When the government or a corporation needs to raise money they usually issue bonds to do it. This allows investors to buy a small piece of the loan. Bonds can be a useful investment and should be part of all portfolios. Bonds generally don’t provide a great return but they are more stable than most other investments. This can help to keep your portfolio from experiencing the wild fluctuations that more volatile investments cause.

The first thing that we need to understand is just what bonds are. A bond is simply an instrument used when the government or a corporation need to borrow money. When you buy a bond you are lending them money. Most bonds are issued by the various levels of government however corporate bonds are also quite common. There are good reasons to invest in bonds but there are also reasons that you may want to look into other investment options.

The main reason that you would want to invest in the bond market is that over the short term they are safer than stocks.

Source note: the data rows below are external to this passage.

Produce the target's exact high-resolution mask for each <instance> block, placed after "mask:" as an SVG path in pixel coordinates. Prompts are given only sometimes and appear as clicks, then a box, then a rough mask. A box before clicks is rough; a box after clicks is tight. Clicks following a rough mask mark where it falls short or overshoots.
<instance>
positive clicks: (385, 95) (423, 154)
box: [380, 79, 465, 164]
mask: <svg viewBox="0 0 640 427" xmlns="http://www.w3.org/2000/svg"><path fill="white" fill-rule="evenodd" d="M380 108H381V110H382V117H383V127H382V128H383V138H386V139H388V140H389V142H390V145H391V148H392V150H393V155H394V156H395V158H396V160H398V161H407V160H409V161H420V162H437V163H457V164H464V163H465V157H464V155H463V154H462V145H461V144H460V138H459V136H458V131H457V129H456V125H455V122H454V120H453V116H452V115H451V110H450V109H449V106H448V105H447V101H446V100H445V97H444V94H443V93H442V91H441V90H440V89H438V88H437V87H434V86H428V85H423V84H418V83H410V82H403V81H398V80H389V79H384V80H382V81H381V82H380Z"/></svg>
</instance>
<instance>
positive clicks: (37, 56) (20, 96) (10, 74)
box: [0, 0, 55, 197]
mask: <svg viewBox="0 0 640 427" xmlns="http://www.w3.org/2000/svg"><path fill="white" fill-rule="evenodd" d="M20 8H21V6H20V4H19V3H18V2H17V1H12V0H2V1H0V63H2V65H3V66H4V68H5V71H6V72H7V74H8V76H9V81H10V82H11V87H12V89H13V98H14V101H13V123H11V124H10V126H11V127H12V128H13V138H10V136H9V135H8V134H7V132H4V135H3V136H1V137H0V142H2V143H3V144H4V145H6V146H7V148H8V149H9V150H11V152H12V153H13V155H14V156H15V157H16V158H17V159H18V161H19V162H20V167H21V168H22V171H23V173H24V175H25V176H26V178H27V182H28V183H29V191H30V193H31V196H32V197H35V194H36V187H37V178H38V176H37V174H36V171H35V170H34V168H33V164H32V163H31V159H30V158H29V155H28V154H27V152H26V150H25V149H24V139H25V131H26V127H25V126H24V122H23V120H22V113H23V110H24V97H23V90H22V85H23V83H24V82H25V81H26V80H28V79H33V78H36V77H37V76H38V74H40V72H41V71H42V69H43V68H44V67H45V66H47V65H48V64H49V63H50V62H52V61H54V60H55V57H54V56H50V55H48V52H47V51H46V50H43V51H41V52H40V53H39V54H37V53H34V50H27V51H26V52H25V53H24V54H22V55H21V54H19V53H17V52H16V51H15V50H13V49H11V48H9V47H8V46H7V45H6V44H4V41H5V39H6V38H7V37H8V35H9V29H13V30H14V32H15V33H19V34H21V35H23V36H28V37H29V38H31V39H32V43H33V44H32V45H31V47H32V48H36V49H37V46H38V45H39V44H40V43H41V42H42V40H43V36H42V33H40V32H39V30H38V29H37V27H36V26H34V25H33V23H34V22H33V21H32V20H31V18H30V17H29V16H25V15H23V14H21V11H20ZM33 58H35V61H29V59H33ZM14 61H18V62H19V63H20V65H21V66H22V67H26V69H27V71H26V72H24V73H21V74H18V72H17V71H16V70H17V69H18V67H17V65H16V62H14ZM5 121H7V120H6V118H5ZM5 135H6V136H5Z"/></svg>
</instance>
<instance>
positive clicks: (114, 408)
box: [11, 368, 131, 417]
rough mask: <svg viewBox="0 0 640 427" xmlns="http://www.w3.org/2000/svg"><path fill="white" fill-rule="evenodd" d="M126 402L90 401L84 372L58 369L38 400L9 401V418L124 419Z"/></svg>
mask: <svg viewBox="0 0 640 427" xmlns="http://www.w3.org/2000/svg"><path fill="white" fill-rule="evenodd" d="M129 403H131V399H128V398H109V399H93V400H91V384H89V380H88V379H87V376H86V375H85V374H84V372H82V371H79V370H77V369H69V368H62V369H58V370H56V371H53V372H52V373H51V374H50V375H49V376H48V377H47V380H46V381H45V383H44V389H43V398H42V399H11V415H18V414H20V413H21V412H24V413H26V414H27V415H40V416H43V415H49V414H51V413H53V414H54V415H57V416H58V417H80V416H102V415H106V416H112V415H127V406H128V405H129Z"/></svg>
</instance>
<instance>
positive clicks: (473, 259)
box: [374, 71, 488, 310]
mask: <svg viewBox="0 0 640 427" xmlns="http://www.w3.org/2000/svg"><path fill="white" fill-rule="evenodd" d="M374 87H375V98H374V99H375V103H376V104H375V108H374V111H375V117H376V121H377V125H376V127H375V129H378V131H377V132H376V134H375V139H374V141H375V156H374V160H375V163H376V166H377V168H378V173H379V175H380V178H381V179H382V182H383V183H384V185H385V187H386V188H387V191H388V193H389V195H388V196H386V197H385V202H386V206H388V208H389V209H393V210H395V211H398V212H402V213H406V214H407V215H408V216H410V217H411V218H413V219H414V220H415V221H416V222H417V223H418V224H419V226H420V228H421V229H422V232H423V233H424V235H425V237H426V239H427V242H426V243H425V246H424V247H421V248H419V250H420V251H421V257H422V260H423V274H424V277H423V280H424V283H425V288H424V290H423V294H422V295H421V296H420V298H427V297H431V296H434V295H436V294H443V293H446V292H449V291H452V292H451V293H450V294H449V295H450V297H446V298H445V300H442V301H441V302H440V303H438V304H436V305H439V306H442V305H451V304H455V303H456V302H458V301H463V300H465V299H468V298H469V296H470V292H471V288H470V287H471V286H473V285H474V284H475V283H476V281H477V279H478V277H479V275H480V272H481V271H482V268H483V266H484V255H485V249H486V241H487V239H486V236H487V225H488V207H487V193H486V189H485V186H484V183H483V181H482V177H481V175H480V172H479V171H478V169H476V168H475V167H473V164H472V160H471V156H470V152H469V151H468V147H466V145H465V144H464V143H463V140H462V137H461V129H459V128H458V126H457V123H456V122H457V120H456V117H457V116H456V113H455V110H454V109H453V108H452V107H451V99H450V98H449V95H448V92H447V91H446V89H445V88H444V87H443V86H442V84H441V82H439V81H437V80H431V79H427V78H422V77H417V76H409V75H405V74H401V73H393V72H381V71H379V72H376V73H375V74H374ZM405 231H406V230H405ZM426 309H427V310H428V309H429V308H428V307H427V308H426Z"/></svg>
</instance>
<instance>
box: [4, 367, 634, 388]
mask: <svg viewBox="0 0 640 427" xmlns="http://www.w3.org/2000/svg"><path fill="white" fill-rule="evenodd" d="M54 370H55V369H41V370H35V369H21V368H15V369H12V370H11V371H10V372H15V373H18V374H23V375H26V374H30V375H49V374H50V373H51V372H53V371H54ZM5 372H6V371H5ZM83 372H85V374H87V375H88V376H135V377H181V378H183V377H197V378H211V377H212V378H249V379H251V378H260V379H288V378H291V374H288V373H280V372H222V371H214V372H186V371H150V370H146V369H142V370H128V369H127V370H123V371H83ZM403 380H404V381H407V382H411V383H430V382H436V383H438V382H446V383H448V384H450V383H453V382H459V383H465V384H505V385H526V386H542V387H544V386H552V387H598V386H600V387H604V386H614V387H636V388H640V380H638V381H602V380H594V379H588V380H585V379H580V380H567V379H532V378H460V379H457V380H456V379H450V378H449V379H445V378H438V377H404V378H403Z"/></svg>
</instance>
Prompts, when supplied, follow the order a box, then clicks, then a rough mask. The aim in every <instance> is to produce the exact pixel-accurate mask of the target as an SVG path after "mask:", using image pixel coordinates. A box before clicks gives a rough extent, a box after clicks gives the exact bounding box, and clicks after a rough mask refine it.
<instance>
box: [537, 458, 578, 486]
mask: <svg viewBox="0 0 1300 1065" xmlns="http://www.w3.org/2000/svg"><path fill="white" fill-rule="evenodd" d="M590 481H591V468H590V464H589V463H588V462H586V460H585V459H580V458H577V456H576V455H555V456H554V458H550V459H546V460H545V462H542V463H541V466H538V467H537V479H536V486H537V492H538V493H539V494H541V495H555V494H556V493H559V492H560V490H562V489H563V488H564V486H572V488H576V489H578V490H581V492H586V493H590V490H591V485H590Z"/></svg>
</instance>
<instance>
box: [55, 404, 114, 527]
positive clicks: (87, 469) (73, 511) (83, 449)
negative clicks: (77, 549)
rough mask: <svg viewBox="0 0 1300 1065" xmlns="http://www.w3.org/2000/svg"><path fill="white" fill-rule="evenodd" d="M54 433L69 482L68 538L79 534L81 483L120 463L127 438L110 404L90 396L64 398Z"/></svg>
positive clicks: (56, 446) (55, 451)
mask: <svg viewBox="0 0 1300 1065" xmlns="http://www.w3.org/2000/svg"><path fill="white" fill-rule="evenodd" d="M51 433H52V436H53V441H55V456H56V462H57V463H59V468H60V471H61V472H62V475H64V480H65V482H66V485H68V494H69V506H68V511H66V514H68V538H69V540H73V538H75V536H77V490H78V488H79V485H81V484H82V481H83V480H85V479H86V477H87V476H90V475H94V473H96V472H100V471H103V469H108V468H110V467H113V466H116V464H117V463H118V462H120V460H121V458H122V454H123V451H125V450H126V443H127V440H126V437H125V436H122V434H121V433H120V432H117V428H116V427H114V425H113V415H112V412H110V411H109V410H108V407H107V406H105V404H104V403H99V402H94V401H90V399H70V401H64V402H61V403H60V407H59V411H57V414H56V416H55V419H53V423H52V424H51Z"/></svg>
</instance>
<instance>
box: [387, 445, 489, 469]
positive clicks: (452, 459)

Over long periods, at least ten years, stocks will outperform bonds. However they also tend to be much more volatile. That means that over a shorter time frame there is a good chance that you will get a better return with bonds. Therefore if your investment time horizon is shorter, for example if you are near to retirement, you are probably going to want to go with bonds as the bulk of your investment portfolio.

The other reason that bonds are generally a safer investment is that you get a predetermined interest rate so you aren’t subject to the same fluctuations. That being said the value of your bonds will fluctuate, as interest rates go up the actual value of your bonds will decline. If you plan to hold your bonds to maturity this is no big deal, however if you are going to sell your bonds before they mature it will be a problem. Even if you do hold onto your bonds you are losing money since you are getting a lower interest rate than you would otherwise be getting. There is also the possibility that the lender will default on the bond, this can and does happen, in some cases even with government bonds.

Investing in bonds confuses a lot of people; they don’t really understand how the bond market works. You can buy bonds through your stock broker in most cases however it is usually a better idea to invest in a bond fund. Remember bonds do have risks attached to them and you need to research them the same as you would any other investment. This isn’t easy to do when you don’t really understand how they work. A bond fund will help you to avoid this problem since the fund manager will deal with most of this.